American minstrel performer (1852–1919)

George H. Primrose (November 12, 1852July 23, 1919) was a Canadian and American entertainer who was a minstrel performer in vaudeville. He was one half of the duo of Primrose and West with William H. West.

==Early life and family==
Primrose was born in London, Canada West, of Irish and English ancestry. Some sources give his birth name as George H. Delaney, or George Delaney Primrose, but neither name seems supported by official records.

== Career ==
He began his career in 1867 with McFarland's Minstrels in Detroit, Michigan, billed as "Master Georgie, the Infant Clog Dancer", and later joined several other minstrel troupes. In 1871, he linked up in a duo with Bobby McGown, but the partnership was short-lived and the following year he paired with William H. West. They worked together in minstrel shows until 1882, when they established Thatcher, Primrose and West's Minstrels. Between 1889 and 1898, Primrose and West's Minstrels performed in vaudeville, until Primrose formed a new working partnership with Lew Dockstader.
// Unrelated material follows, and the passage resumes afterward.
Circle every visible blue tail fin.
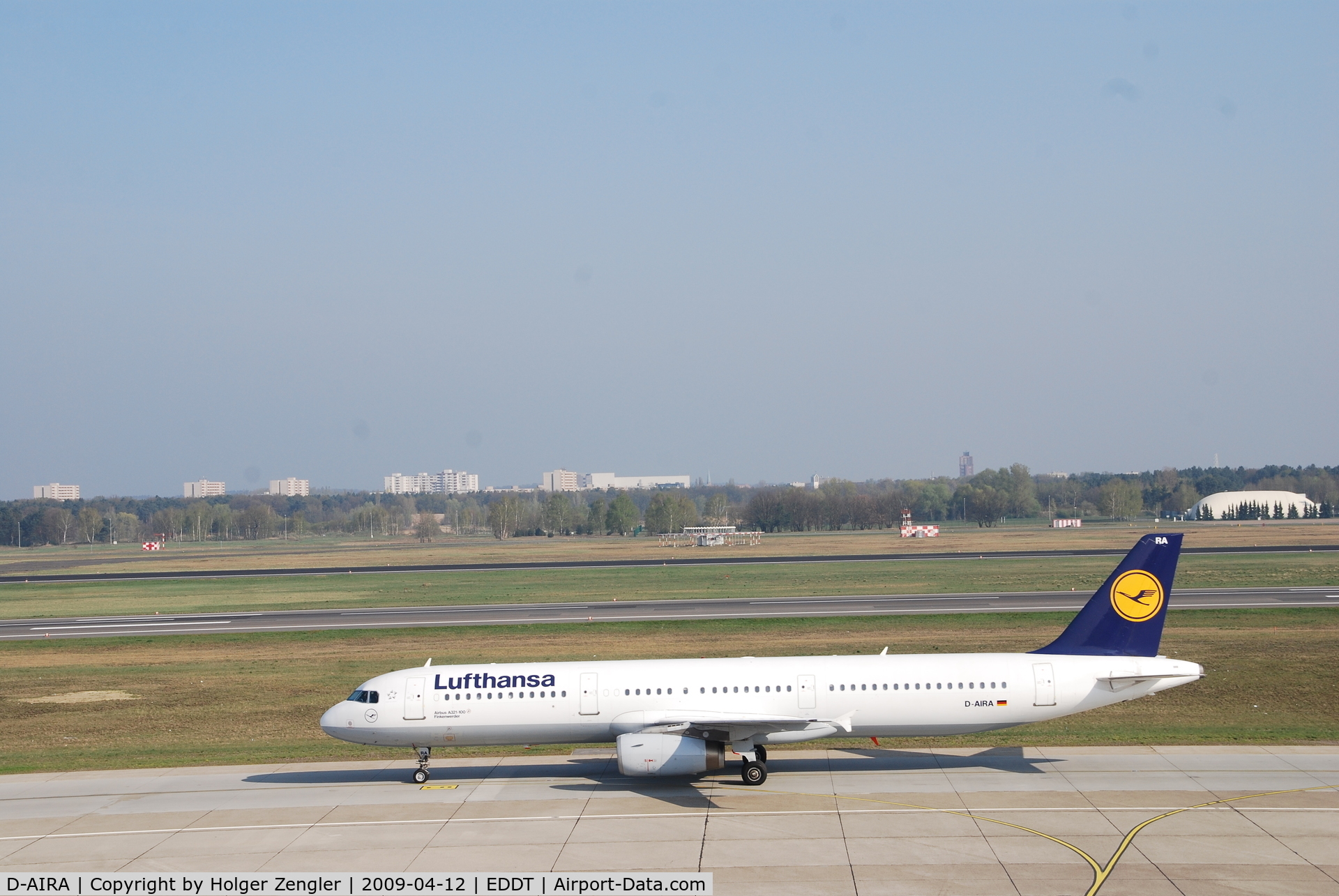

His first wife, Emily Catlin, died in Chicago, Illinois in 1903. He married Esther Nerney of San Francisco, California in Mount Vernon, New York on April 23, 1904. From 1903 until 1918, shortly before his death, Primrose headed his own minstrel company in vaudeville, and continued to perform himself, in 1918 leading a group of seven men in blackface performing songs, dance and comedy. Described as "one of America's great blackface minstrels and a popular favorite on the vaudeville stage", a reviewer in Variety referred to him at the age of 66 as "the greatest soft shoe dancer in the world".

Primrose wed for the third time to his secretary, Viola Katherine Trueblood, on April 15, 1916. He died in San Diego, California on July 23, 1919.